The supporting cast is equally strong. David Dastmalchian (Late Night with the Devil, Dust Bunny) brings surprising warmth to Charlie, the delivery driver who gradually becomes the calm within Julia's storm, while Anna Baryshnikov (Idiotka, Our Hero, Balthazar) plays Tatiana, Julia’s sister who provides some of the film's strongest emotional material. Their sibling relationship feels painfully authentic, with Tatiana forced into the role of the responsible one despite being the younger sibling after years spent dealing with Julia's alcoholism.

What makes Sender most compelling is how many different paranoias it manages to juggle. Evil packages. Predatory subscription agreements. Mass surveillance. Scam culture. Unnerving phone calls. Missing memories. Shadowy vans parked outside the house. A recurring coyote motif! Goldman throws virtually every modern anxiety imaginable into the blender, somehow mixing them into natural extensions of Julia's fragile mental state rather than random conspiracy theories. Even Julia's increasingly cluttered home, buried beneath endless cardboard boxes, becomes a visual representation of a life collapsing under information overload.
There's also an undeniably rocking energy running throughout the entire production. The soundtrack absolutely rips, featuring bands like Russian Circles and Chat Pile used in exciting ways. Heavy music reveals itself to be an essential element to Julia’s world, and it helps give Sender an abrasive edge that separates it from cleaner, more polished studio thrillers.

If there's one place where Sender stumbles, it's the ending. Emotionally, it works. But as a mystery, some viewers may leave wishing Goldman had opened the box just a little wider.
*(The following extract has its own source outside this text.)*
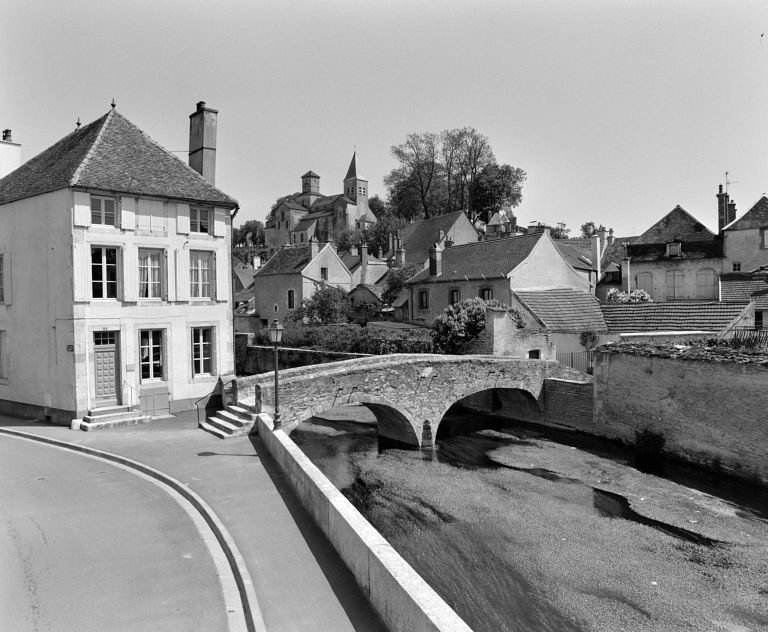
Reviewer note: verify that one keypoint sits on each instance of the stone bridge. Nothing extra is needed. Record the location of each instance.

The film embraces ambiguity to such an extent that not every question receives a fully satisfying answer, and while that feels thematically appropriate, it may frustrate audiences wanting a more conventional payoff.
Still, I'd much rather watch a thriller willing to leave me unsettled than one that overexplains itself into mediocrity. Sender understands that in 2026, the scariest monsters aren't hiding under the bed. They're sitting in warehouses, collecting our data, predicting our impulses, and shipping pieces of ourselves back to us with free two-day delivery. Stylish, paranoid, and powered by an emotionally raw Britt Lower performance alongside astonishing cinematography and editing, Sender delivers one of the year's most memorable psychological thrillers - even if not every package comes neatly wrapped.
‘Sender’ premiered at the 2026 SXSW Film Festival. It is currently seeking distribution.